Now we download the image into the first temporary file, open it, and convert it into a
NumPy formatted array.
Now we finally run the image through the pre-trained, specialized Detectron2
algorithm to get a collection of predictions (in the form of another NumPy array).
Next we use Detectron2 functions to create a Visualizer object, and scale the image
down to save on the user-download needs (improves interaction speed).
Then we draw the actual predictions (which are an array of instances, since this is
semantic segmentation) and crucially, do so via a CPU (but we could use a GPU
instead by redeploying this image on a Google Cloud Google Kubernetes Engine
Enterprise Anthos Cloud Run. This would increase costs by a factor of over 10).
Now we grab the formatted image from that the cpu-drawn output.

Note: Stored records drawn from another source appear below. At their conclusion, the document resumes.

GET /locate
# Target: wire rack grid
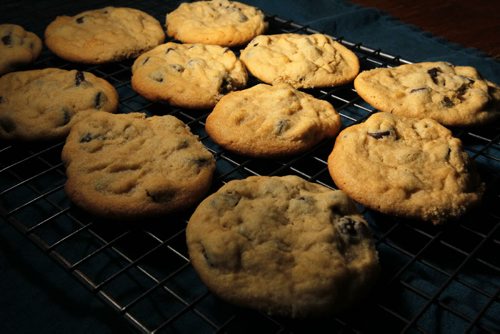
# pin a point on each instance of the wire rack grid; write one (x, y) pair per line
(434, 279)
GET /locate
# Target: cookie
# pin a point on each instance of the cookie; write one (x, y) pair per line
(218, 22)
(451, 95)
(283, 246)
(268, 121)
(127, 166)
(304, 61)
(405, 167)
(188, 75)
(18, 47)
(44, 104)
(103, 35)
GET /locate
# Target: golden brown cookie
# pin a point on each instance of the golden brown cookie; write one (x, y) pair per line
(405, 167)
(17, 47)
(44, 104)
(103, 35)
(268, 121)
(303, 61)
(451, 95)
(188, 75)
(126, 166)
(217, 22)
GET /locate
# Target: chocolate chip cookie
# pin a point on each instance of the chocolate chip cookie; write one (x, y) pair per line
(103, 35)
(188, 75)
(268, 121)
(44, 104)
(304, 61)
(126, 166)
(451, 95)
(218, 22)
(18, 47)
(283, 246)
(405, 167)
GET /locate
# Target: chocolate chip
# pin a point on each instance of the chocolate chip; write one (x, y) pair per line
(86, 138)
(66, 116)
(418, 89)
(202, 162)
(7, 124)
(433, 72)
(226, 85)
(242, 18)
(447, 103)
(7, 39)
(160, 196)
(351, 230)
(156, 76)
(281, 126)
(183, 144)
(379, 134)
(100, 100)
(178, 68)
(79, 78)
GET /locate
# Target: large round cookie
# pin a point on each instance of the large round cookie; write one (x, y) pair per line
(451, 95)
(103, 35)
(405, 167)
(44, 104)
(218, 22)
(282, 245)
(126, 166)
(17, 47)
(304, 61)
(269, 121)
(188, 75)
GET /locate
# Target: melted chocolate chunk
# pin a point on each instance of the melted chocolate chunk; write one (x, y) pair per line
(7, 40)
(379, 134)
(7, 124)
(433, 72)
(447, 102)
(79, 78)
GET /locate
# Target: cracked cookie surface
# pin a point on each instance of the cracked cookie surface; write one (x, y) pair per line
(217, 22)
(126, 166)
(44, 104)
(405, 167)
(188, 75)
(303, 61)
(17, 47)
(269, 121)
(451, 95)
(103, 35)
(282, 245)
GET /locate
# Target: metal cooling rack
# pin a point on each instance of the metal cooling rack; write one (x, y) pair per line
(434, 279)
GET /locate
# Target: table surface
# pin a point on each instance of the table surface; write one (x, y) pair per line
(470, 23)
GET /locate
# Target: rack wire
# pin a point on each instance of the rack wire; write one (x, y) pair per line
(434, 279)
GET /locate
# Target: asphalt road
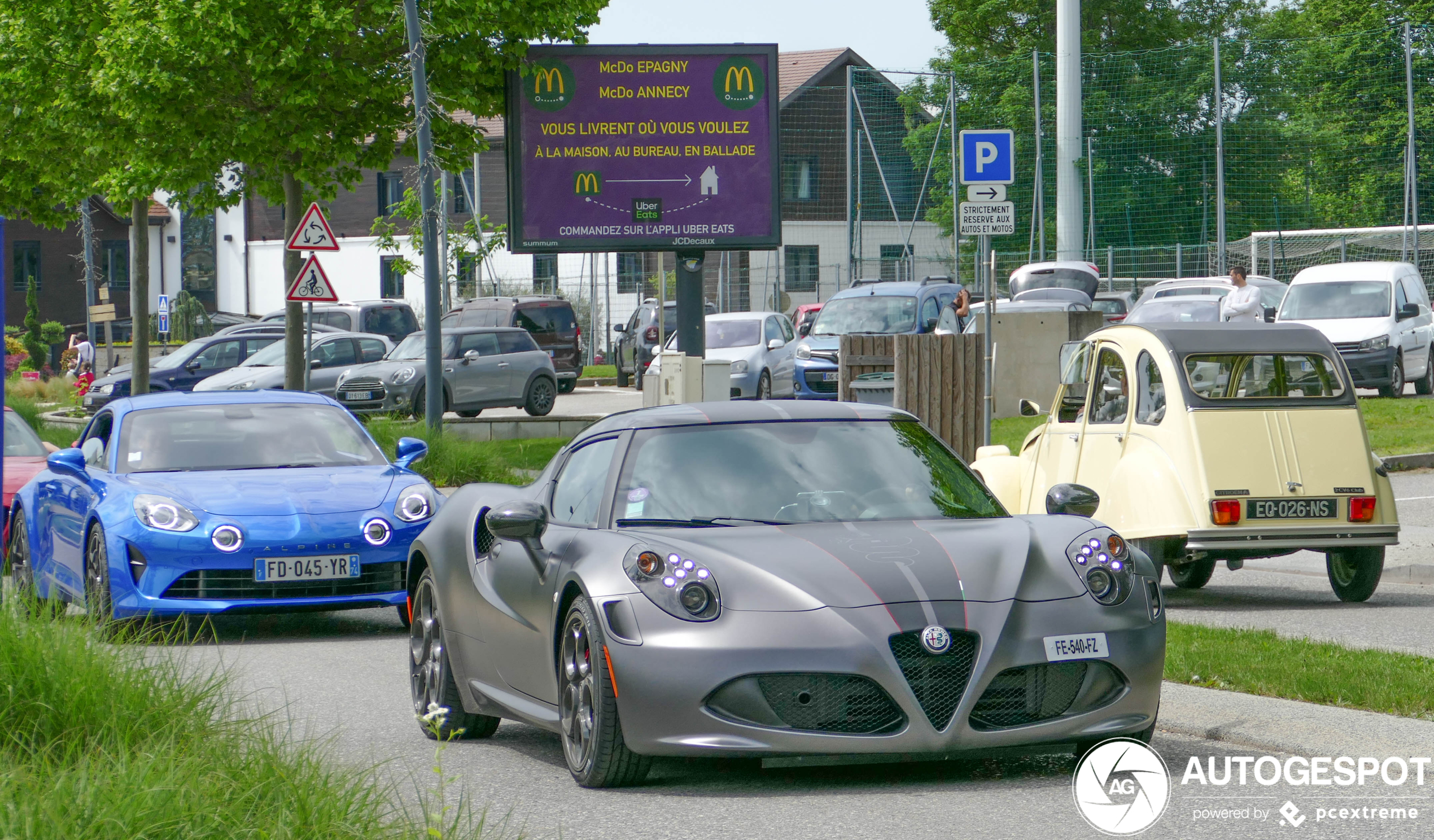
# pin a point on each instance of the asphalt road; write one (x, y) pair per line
(342, 677)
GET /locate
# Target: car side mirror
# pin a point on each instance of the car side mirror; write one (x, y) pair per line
(68, 462)
(1073, 499)
(522, 522)
(409, 452)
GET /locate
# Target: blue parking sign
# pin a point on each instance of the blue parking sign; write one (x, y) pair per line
(987, 157)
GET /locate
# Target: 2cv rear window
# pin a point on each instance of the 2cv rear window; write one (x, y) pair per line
(1262, 376)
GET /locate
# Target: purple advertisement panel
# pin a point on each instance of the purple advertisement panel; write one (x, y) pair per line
(644, 148)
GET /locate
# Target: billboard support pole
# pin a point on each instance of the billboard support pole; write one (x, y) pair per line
(690, 334)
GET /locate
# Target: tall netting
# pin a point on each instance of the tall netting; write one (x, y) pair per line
(1315, 134)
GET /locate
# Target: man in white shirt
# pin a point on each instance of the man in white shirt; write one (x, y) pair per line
(1242, 304)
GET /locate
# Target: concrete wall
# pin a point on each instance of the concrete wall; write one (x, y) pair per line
(1027, 355)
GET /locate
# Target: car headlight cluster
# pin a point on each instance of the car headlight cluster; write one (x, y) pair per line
(164, 514)
(415, 504)
(1103, 561)
(683, 587)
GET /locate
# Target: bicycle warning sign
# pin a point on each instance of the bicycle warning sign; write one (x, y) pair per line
(312, 286)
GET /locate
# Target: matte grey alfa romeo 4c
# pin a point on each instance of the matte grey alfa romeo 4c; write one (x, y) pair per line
(777, 581)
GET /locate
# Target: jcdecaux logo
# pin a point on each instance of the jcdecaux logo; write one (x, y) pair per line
(551, 85)
(739, 84)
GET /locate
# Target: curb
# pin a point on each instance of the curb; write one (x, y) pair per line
(1289, 726)
(1414, 461)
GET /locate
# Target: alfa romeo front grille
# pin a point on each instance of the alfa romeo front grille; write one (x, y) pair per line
(240, 585)
(1029, 694)
(941, 681)
(830, 703)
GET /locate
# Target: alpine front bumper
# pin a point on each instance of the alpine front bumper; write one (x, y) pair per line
(667, 683)
(185, 574)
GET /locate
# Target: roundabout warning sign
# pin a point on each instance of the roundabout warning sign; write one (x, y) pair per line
(644, 148)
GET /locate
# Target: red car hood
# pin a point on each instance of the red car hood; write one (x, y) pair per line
(18, 471)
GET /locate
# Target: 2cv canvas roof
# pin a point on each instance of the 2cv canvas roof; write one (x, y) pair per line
(1182, 340)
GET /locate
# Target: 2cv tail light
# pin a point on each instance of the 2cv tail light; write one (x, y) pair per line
(1225, 511)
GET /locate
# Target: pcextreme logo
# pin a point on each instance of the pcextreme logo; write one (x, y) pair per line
(1122, 788)
(739, 84)
(551, 85)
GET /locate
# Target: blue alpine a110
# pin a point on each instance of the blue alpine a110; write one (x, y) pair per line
(221, 502)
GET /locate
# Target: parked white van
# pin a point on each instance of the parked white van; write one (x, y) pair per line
(1377, 316)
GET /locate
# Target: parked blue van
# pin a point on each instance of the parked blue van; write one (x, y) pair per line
(869, 307)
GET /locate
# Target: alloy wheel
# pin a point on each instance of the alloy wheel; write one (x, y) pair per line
(425, 651)
(578, 690)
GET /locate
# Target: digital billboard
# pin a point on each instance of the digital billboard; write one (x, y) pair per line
(644, 148)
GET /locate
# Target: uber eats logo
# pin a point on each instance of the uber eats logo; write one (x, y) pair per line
(551, 85)
(739, 84)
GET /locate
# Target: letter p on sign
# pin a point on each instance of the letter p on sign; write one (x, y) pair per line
(987, 157)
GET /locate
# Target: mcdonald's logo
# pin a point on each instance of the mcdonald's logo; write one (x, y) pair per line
(737, 75)
(587, 184)
(550, 85)
(553, 76)
(739, 84)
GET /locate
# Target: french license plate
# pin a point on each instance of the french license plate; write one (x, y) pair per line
(326, 568)
(1076, 647)
(1291, 508)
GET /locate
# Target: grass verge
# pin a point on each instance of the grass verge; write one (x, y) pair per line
(107, 743)
(1257, 661)
(453, 461)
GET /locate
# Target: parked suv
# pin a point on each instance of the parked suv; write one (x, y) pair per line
(384, 317)
(484, 368)
(550, 320)
(637, 339)
(871, 306)
(1377, 316)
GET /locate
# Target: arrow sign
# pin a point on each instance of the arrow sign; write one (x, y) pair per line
(986, 193)
(683, 181)
(312, 286)
(313, 233)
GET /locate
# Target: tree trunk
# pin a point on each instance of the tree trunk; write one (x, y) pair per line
(293, 310)
(139, 296)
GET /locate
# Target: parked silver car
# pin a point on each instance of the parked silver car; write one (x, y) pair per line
(332, 356)
(484, 368)
(759, 347)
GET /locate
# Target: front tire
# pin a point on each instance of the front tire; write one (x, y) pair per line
(541, 396)
(431, 676)
(1396, 387)
(1354, 572)
(1192, 575)
(1424, 386)
(99, 600)
(588, 710)
(765, 386)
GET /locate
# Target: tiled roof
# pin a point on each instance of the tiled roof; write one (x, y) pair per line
(801, 68)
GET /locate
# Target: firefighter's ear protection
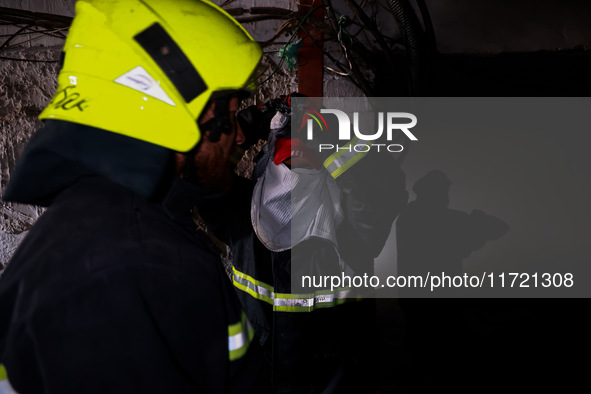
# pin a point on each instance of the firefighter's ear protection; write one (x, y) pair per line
(147, 68)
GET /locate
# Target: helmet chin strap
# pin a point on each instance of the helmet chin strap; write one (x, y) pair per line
(220, 123)
(217, 125)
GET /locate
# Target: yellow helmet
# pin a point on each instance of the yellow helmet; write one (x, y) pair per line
(147, 68)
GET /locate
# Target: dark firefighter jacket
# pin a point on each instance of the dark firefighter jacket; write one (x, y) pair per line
(113, 291)
(317, 348)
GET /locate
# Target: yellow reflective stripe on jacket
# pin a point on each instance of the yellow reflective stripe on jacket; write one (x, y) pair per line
(5, 387)
(309, 302)
(255, 288)
(285, 302)
(239, 338)
(343, 159)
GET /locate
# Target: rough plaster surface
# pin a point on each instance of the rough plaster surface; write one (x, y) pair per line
(25, 88)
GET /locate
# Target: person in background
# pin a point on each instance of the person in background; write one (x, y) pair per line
(318, 341)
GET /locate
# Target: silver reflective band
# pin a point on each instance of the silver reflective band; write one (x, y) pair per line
(239, 337)
(239, 340)
(343, 158)
(253, 287)
(283, 302)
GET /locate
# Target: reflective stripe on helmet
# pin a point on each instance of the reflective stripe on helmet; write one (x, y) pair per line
(5, 387)
(285, 302)
(239, 338)
(345, 157)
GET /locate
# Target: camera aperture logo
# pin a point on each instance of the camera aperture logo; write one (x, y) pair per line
(363, 140)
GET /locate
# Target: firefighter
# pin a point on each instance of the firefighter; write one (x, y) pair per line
(113, 290)
(318, 340)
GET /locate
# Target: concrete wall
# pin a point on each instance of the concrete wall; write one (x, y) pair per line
(461, 26)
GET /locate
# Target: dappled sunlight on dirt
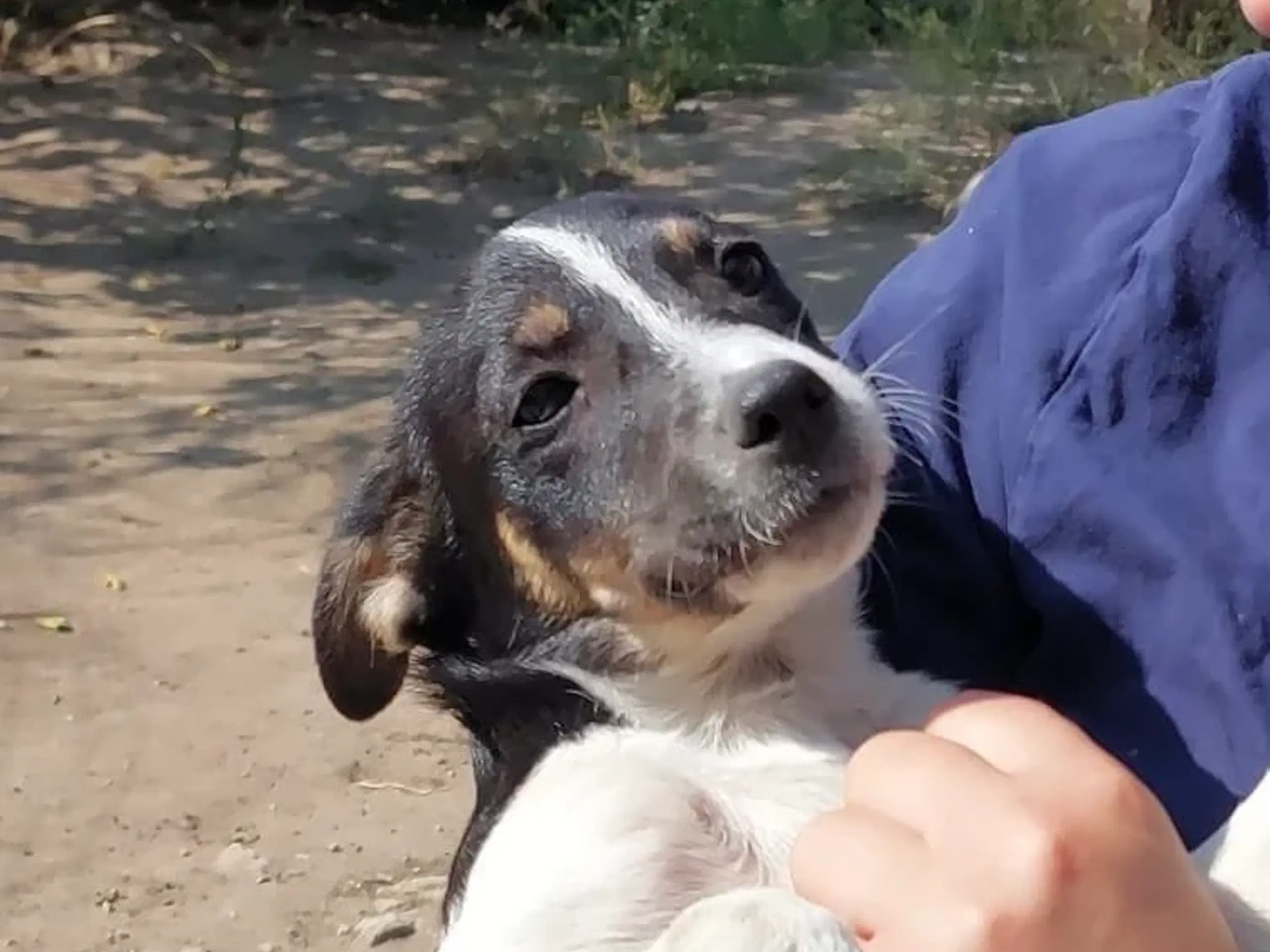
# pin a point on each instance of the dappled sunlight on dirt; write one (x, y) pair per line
(210, 282)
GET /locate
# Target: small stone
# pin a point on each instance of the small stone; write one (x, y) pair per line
(389, 927)
(237, 860)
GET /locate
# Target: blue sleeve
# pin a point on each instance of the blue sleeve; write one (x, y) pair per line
(1083, 508)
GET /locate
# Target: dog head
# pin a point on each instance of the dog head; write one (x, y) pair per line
(627, 416)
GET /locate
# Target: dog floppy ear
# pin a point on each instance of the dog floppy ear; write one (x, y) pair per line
(378, 587)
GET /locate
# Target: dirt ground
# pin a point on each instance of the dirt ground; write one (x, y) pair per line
(202, 319)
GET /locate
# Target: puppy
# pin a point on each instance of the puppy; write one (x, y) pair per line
(616, 524)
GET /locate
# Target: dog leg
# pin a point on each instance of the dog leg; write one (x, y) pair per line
(755, 921)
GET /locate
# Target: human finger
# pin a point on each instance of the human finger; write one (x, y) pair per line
(1258, 13)
(867, 869)
(933, 785)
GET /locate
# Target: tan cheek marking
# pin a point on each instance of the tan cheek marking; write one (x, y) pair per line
(681, 235)
(602, 567)
(543, 325)
(536, 577)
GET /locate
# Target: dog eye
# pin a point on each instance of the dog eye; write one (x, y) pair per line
(544, 400)
(745, 270)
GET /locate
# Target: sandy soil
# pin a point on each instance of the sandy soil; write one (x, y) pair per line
(202, 321)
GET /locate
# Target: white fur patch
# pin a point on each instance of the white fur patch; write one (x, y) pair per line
(386, 607)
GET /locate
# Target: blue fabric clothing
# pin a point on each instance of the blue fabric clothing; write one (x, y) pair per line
(1091, 522)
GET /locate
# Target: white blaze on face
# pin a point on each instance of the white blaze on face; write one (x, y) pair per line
(710, 352)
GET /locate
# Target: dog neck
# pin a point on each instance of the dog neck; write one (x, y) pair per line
(806, 669)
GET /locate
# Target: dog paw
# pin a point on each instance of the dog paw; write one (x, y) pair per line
(755, 921)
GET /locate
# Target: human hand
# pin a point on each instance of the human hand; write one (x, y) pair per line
(1004, 828)
(1258, 13)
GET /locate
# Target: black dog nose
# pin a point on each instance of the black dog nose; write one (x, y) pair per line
(781, 404)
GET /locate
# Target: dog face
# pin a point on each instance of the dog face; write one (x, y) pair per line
(629, 416)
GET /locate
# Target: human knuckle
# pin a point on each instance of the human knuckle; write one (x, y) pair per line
(878, 751)
(1117, 795)
(980, 928)
(1043, 852)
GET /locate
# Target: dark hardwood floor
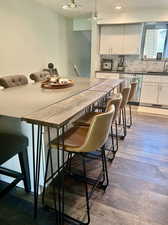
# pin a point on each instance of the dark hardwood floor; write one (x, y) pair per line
(138, 189)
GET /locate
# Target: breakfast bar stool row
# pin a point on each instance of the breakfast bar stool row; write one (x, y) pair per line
(82, 140)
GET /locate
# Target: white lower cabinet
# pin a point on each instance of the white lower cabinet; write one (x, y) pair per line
(107, 75)
(163, 94)
(149, 93)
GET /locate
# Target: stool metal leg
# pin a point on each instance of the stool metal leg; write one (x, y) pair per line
(24, 164)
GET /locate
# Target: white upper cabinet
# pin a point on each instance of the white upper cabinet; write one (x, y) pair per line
(121, 39)
(111, 39)
(132, 39)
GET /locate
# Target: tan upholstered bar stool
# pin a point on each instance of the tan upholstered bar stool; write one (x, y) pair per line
(83, 140)
(125, 95)
(39, 76)
(13, 81)
(131, 95)
(85, 120)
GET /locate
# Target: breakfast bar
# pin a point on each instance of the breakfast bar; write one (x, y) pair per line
(50, 109)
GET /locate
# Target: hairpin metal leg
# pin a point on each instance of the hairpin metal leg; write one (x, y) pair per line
(36, 164)
(130, 117)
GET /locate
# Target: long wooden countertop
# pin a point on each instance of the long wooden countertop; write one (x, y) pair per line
(53, 107)
(22, 100)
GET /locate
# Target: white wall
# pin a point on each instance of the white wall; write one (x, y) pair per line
(80, 50)
(31, 36)
(135, 16)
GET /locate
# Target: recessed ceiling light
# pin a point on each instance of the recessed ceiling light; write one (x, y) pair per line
(71, 5)
(118, 7)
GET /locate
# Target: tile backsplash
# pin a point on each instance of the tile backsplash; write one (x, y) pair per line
(134, 64)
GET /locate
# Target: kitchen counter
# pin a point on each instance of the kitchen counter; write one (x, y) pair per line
(137, 73)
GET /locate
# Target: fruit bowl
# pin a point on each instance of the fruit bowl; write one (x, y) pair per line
(57, 83)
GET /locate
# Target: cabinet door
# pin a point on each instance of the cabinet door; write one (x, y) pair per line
(132, 39)
(107, 75)
(149, 93)
(163, 94)
(111, 40)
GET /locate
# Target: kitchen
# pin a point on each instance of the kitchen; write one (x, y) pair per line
(104, 40)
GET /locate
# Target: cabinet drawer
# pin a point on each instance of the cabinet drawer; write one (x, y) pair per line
(107, 75)
(151, 79)
(164, 79)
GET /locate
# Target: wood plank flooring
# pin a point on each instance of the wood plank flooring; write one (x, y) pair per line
(138, 189)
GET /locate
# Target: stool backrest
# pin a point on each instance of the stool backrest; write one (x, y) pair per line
(116, 101)
(39, 76)
(125, 95)
(13, 81)
(132, 91)
(98, 131)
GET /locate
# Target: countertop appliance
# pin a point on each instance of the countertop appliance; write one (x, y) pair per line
(138, 78)
(106, 64)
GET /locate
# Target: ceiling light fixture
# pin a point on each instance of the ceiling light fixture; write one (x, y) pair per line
(71, 5)
(118, 7)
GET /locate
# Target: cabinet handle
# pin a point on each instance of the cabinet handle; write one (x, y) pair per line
(160, 88)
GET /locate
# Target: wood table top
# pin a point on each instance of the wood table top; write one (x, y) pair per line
(22, 100)
(53, 107)
(61, 112)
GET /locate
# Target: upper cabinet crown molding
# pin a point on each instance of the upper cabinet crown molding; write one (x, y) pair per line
(122, 39)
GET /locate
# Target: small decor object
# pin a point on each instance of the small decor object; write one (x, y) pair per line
(54, 82)
(121, 63)
(107, 64)
(159, 56)
(52, 71)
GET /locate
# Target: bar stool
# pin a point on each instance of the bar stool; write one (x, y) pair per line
(114, 99)
(39, 76)
(13, 81)
(12, 145)
(82, 140)
(131, 95)
(125, 95)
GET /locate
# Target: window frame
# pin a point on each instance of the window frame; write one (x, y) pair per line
(153, 26)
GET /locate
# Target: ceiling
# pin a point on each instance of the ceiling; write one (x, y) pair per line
(103, 6)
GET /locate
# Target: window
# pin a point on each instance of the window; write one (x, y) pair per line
(155, 41)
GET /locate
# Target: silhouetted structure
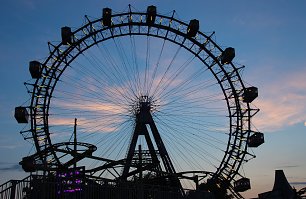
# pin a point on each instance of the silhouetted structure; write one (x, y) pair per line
(281, 188)
(148, 172)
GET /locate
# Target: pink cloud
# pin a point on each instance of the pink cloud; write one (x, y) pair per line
(282, 102)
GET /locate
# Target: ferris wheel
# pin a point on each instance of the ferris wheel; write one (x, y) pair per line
(140, 95)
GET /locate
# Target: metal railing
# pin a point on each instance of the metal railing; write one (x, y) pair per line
(36, 187)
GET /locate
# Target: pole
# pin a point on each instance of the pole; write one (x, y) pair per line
(75, 142)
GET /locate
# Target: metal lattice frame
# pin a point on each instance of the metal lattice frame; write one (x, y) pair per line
(165, 27)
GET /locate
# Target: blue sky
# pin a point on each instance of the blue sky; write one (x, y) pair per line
(269, 38)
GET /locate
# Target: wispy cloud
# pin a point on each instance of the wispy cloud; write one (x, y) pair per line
(282, 102)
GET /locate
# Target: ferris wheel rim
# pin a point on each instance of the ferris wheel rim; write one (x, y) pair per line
(35, 103)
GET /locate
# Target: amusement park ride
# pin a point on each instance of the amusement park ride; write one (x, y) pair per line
(137, 105)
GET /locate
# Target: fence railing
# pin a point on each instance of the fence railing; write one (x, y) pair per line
(36, 187)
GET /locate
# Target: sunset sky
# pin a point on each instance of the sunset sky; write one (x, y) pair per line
(269, 39)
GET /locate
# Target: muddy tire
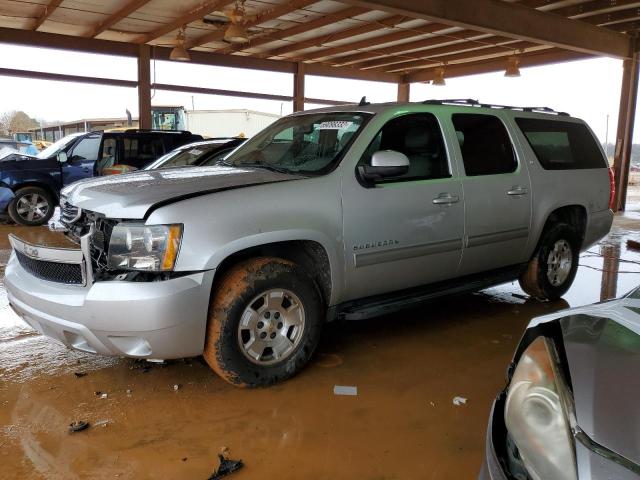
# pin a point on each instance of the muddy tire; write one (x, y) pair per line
(265, 320)
(553, 267)
(32, 206)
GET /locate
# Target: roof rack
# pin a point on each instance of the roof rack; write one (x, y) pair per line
(469, 102)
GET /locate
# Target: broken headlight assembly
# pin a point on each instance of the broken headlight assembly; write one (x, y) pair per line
(536, 415)
(144, 247)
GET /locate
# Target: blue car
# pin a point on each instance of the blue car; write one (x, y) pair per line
(30, 185)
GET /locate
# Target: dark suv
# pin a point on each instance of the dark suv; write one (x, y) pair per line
(29, 186)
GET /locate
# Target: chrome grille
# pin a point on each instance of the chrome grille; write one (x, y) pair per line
(68, 273)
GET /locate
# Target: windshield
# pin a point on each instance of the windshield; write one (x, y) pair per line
(54, 148)
(308, 144)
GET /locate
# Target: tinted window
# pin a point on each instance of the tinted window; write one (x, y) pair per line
(418, 136)
(86, 149)
(561, 145)
(485, 144)
(139, 151)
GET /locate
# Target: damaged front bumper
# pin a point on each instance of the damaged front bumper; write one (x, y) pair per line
(53, 290)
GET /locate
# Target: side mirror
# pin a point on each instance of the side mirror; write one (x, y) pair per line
(384, 164)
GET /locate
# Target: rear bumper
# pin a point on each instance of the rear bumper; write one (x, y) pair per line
(159, 320)
(598, 225)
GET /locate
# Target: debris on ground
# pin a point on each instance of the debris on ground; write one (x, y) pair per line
(226, 467)
(345, 390)
(633, 244)
(457, 401)
(78, 426)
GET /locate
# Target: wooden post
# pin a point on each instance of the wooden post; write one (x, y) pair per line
(404, 90)
(624, 136)
(144, 87)
(298, 87)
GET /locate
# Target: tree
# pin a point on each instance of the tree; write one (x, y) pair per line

Having created our prediction file name, we append .png to the second temporary file
from earlier. We take out predicted_img object, and convert it into an Image (since
right now it's still an array). We then save the Image into our second tempoary
file, and
identify it as png format.
Finally, we create a pointer to a location in our bucket expecting a new blob
object,
formatted using the prediction_name established earlier. Then we just upload our
second
temporary file (now an image file) into that identified location.
This section pertains to the Cloud App portion of the website again.
Third Stage: Display the processed image on the dynamic Google Maps window:
Immediately after the ML processing button as been pressed, the website begins
attempting to load the processed image. It does this every .5 seconds It performs
repeated getDownloadURL() requests, using the predetermined naming convention.
This get request uses the format we've just established in the Cloud Run file, but
at the start of the calls, this file doesn't exist yet. These have to be equal:
Once there is an affirmative response of this URL existing where we're looking (which
means the image processing is completed and the processed image has been uploaded
successfully into the Google Cloud Bucket) we:
Create a Ground Overlay object out of the predicted image, and place it on the
dynamic JavaScript Maps image, using the earlier defined bounds information saved
when pressing the Run Building Identification on Current Map View button.
Present some user-facing data, and re-enable the button.